Ce projet de loi constitue une avancée importante puisqu'il établit la transparence et va au-delà de la directive européenne, qui ne visait que les accidents. Vous avez choisi de mentionner également les incidents.
Non seulement ce projet de loi rend obligatoire l'enquête technique, mais il la rend obligatoirement publique. Il permettra que les résultats de cette enquête parviennent aux professionnels. L'indépendance fonctionnelle de l'organisme chargé des enquêtes est instituée. Ce texte met en place un statut juridique des enquêteurs, dont le pouvoir d'investigation sera par ailleurs reconnu.
J'y vois autant d'éléments qui nous paraissent importants en ce sens qu'ils favoriseront la prévention des accidents et des incidents d'aviation. Telles sont les raisons pour lesquelles nous voterons ce texte.
M. le président. La parole est à M. Nogrix.
M. Philippe Nogrix. Monsieur le ministre, monsieur le rapporteur, vous avez constamment répété que nous réalisions une grande avancée. J'avoue pourtant ma déception de constater que l'on s'arrête en chemin sans tenir suffisamment compte de l'évolution de l'opinion publique. A aujourd'hui, elle veut savoir, elle dispose de plus en plus de moyens pour s'informer et se faire une idée. Pourquoi ne pas lui donner, tout au long de l'enquête, la possibilité de le faire ? On ne viole pas le secret de l'instruction. Rechercher les responsabilités et analyser les causes techniques à l'origine de tel incident ou de tel accident sont deux choses différentes.

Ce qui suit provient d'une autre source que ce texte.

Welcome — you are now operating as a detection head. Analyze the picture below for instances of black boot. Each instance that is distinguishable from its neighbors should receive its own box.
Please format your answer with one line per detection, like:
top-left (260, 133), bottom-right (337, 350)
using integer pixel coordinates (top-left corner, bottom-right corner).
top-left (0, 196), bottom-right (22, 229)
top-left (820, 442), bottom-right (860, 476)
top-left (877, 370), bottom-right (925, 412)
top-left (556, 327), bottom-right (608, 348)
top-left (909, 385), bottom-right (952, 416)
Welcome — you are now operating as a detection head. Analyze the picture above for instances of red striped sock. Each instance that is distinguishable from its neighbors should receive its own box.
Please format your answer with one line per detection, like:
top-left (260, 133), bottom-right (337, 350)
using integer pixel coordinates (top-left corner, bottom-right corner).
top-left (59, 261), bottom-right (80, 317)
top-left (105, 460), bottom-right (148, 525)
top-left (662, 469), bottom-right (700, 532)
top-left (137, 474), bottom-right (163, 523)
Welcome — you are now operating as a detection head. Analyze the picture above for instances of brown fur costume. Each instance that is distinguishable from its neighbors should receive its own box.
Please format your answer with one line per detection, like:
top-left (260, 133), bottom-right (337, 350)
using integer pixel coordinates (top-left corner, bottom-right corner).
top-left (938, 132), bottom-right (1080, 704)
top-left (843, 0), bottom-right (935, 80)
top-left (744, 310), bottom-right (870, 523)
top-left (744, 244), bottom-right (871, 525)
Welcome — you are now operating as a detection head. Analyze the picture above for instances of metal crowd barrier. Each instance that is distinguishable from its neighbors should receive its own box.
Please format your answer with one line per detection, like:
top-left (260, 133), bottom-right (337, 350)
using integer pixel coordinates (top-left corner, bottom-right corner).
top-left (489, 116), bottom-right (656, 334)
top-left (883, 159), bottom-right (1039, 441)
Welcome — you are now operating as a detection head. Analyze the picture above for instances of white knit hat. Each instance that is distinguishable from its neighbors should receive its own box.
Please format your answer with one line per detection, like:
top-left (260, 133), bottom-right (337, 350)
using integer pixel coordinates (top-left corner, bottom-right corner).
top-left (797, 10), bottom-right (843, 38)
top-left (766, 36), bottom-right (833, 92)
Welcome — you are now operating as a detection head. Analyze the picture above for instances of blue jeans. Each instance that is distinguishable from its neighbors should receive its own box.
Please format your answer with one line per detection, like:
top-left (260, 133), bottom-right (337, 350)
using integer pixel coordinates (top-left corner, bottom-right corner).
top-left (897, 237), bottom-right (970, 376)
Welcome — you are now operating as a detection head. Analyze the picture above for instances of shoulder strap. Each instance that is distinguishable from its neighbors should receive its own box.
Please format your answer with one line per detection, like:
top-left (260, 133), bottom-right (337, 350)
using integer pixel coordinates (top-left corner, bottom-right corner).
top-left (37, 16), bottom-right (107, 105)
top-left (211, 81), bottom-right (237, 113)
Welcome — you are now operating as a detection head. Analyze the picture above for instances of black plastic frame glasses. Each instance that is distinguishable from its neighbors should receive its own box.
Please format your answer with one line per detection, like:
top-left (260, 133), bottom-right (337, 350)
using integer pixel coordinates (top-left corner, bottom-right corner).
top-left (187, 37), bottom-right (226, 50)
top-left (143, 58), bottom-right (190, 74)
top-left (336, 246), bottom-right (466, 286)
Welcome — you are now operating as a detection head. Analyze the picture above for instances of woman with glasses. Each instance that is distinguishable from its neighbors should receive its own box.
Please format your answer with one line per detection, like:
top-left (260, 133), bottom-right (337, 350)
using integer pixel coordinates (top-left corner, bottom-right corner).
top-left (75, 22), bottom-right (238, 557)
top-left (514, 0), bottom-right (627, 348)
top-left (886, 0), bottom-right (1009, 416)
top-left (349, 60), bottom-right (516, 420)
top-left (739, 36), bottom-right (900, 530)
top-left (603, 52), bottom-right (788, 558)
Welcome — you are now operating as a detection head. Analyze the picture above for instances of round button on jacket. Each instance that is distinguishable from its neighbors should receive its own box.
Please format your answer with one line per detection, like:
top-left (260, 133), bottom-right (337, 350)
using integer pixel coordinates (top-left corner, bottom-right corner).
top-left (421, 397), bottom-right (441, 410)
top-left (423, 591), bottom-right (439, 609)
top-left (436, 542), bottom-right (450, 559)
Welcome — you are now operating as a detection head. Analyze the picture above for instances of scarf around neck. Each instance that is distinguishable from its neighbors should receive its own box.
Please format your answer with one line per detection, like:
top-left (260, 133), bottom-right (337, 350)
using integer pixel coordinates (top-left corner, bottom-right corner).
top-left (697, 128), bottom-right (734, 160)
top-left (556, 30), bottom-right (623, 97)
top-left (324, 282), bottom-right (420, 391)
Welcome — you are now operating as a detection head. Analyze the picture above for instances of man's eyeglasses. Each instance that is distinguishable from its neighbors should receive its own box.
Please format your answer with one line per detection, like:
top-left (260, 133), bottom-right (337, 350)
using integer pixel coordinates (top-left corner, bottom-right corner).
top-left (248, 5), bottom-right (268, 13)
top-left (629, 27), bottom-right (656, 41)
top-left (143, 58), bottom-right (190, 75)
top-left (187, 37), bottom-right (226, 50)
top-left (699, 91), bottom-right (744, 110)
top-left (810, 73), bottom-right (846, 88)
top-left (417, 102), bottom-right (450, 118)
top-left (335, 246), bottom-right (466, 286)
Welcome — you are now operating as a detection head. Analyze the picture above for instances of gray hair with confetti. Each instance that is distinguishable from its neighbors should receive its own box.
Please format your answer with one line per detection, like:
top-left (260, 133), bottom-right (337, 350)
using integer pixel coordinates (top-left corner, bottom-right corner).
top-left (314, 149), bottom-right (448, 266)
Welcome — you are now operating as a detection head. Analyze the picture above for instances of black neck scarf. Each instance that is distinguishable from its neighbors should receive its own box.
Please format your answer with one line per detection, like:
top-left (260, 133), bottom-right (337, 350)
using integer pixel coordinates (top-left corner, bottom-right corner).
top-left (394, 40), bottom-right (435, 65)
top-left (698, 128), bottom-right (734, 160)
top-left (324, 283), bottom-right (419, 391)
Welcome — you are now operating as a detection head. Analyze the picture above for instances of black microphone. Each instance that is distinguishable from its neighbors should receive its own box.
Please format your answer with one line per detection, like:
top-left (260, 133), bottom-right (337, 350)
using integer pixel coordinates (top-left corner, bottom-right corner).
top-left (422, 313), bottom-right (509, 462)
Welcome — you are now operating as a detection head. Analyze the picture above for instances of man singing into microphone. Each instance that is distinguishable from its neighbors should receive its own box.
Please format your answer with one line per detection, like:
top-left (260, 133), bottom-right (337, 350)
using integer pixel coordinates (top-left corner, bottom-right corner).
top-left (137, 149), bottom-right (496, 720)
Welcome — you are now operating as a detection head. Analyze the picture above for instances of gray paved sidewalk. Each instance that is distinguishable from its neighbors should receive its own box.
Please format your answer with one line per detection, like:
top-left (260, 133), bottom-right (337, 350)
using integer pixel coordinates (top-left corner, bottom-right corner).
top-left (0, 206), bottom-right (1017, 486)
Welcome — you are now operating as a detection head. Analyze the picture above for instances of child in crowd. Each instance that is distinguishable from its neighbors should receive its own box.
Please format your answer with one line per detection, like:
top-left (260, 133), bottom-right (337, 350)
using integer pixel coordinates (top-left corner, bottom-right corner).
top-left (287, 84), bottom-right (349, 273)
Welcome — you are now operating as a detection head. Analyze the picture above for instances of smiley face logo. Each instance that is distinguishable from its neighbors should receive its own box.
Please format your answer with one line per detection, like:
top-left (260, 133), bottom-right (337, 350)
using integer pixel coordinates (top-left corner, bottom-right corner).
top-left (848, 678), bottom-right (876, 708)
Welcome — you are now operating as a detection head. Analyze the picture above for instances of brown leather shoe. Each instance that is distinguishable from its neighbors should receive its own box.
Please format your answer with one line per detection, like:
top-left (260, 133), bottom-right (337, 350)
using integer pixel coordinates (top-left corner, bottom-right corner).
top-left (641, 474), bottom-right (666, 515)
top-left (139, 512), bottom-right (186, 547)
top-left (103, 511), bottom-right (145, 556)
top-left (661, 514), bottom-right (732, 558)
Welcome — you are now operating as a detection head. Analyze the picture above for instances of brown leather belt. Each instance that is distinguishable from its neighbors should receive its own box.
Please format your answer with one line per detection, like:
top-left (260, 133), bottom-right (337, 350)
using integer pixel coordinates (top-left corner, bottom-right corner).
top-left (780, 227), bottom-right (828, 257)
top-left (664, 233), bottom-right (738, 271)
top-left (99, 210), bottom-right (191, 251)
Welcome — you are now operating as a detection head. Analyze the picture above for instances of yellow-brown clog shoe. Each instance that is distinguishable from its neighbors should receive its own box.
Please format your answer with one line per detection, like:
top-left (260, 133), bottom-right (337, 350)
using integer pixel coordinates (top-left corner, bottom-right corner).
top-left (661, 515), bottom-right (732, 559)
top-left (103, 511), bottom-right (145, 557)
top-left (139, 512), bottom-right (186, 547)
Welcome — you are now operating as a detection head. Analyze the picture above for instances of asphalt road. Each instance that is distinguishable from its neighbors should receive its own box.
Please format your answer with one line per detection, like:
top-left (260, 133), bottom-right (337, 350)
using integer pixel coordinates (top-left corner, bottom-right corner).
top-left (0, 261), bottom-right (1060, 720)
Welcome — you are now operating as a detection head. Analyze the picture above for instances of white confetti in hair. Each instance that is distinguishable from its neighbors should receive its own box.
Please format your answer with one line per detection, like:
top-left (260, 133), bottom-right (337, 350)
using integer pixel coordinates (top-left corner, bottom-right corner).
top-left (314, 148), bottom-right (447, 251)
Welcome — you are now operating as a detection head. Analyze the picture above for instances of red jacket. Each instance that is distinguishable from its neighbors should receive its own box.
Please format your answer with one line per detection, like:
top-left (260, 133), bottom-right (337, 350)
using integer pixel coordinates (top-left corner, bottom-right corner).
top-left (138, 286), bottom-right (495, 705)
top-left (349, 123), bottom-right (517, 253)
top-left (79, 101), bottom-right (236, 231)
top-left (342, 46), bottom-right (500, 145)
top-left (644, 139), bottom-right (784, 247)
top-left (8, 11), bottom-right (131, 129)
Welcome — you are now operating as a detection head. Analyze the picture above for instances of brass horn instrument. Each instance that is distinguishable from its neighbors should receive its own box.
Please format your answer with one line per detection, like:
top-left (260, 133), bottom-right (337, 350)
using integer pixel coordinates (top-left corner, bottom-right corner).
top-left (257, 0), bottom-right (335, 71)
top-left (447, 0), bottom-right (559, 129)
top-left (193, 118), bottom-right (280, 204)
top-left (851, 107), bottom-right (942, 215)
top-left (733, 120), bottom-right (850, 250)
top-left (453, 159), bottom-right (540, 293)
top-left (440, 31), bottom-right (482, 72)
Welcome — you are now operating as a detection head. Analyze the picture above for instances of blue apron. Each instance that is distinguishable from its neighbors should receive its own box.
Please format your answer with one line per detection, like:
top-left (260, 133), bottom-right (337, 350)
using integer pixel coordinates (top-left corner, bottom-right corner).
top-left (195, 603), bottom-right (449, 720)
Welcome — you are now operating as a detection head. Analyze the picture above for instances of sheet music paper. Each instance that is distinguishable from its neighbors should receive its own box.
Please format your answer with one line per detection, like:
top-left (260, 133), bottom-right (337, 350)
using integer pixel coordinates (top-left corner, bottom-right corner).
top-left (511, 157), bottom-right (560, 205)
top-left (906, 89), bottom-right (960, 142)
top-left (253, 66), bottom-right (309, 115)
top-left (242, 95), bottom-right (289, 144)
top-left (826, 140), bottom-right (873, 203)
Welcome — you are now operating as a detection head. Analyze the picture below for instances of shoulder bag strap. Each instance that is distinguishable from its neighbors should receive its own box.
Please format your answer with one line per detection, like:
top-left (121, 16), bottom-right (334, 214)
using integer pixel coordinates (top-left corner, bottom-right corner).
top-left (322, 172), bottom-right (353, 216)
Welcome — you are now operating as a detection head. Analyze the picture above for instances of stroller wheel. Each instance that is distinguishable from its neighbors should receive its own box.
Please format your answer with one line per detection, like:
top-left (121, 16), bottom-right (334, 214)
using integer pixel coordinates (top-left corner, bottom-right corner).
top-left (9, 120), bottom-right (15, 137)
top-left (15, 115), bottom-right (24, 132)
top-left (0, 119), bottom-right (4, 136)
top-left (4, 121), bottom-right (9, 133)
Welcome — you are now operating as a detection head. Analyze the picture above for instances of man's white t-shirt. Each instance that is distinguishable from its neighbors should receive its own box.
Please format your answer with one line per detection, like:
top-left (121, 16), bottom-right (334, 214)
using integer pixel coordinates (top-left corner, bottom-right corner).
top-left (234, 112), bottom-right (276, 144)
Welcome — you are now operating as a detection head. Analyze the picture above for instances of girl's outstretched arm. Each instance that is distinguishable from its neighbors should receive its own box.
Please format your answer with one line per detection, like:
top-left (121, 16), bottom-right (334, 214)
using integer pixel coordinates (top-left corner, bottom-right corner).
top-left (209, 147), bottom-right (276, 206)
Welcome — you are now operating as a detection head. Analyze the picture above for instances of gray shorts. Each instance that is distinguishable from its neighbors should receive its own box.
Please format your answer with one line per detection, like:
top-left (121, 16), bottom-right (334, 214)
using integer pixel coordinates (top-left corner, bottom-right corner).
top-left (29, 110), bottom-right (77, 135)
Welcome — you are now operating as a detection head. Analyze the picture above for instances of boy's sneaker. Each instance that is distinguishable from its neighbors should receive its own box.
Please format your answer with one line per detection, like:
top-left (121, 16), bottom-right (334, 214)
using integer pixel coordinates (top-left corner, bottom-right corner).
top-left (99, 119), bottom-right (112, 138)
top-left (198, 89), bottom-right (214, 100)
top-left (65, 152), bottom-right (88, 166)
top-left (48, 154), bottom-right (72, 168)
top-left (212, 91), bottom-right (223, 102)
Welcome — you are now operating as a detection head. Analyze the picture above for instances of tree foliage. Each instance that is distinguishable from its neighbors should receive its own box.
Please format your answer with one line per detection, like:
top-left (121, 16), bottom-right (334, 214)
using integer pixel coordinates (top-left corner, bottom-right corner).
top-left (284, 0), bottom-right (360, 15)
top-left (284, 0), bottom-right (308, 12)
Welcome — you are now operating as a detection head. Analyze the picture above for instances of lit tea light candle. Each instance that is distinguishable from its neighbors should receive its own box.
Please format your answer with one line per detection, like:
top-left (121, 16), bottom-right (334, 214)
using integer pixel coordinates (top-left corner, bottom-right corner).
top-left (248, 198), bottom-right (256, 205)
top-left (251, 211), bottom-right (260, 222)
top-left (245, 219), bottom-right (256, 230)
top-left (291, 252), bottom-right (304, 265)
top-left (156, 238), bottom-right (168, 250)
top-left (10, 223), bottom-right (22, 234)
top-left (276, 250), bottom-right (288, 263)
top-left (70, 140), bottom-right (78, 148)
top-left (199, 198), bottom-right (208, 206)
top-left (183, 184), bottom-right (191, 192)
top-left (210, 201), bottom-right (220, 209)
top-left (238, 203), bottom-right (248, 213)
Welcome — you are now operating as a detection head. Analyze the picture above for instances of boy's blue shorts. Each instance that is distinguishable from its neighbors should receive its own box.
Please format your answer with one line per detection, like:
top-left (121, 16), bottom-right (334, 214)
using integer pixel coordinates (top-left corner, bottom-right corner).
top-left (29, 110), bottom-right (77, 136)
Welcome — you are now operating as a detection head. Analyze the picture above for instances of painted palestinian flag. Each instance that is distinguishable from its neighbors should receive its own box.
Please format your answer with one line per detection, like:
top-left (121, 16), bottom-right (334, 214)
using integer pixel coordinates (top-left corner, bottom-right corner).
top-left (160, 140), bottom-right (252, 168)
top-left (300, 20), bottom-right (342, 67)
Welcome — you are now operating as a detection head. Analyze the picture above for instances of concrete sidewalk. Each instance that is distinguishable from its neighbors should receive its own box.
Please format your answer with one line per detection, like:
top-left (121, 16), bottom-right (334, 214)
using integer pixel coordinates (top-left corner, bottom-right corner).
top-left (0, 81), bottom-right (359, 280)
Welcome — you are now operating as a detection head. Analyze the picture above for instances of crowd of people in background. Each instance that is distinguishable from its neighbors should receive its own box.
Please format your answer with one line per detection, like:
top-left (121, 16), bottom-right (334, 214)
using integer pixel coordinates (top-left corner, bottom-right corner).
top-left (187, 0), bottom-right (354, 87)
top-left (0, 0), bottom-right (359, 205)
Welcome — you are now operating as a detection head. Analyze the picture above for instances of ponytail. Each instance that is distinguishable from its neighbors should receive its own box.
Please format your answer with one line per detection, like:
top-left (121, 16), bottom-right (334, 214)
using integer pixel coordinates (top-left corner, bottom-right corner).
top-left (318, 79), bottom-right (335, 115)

N'oublions pas que nous ne sommes pas les seuls à pouvoir fournir des renseignements. Bien évidemment, l'aviation civile, qui reste un bastion dans lequel on se serre les coudes, sera nécessairement montrée du doigt. Certains s'interrogeront sur les raisons pour lesquelles elle s'est protégée.
M. Philippe Richert. C'est clair !
M. Philippe Nogrix. Il est de notre rôle de législateur d'éviter que certains ne se protègent sous prétexte de vouloir défendre une image de marque d'autant moins menacée que nos avions transportent en sécurité les passagers. Cependant, les usagers transportés ou ceux qui ont envie de l'être ont le droit de savoir pourquoi un incident s'est produit.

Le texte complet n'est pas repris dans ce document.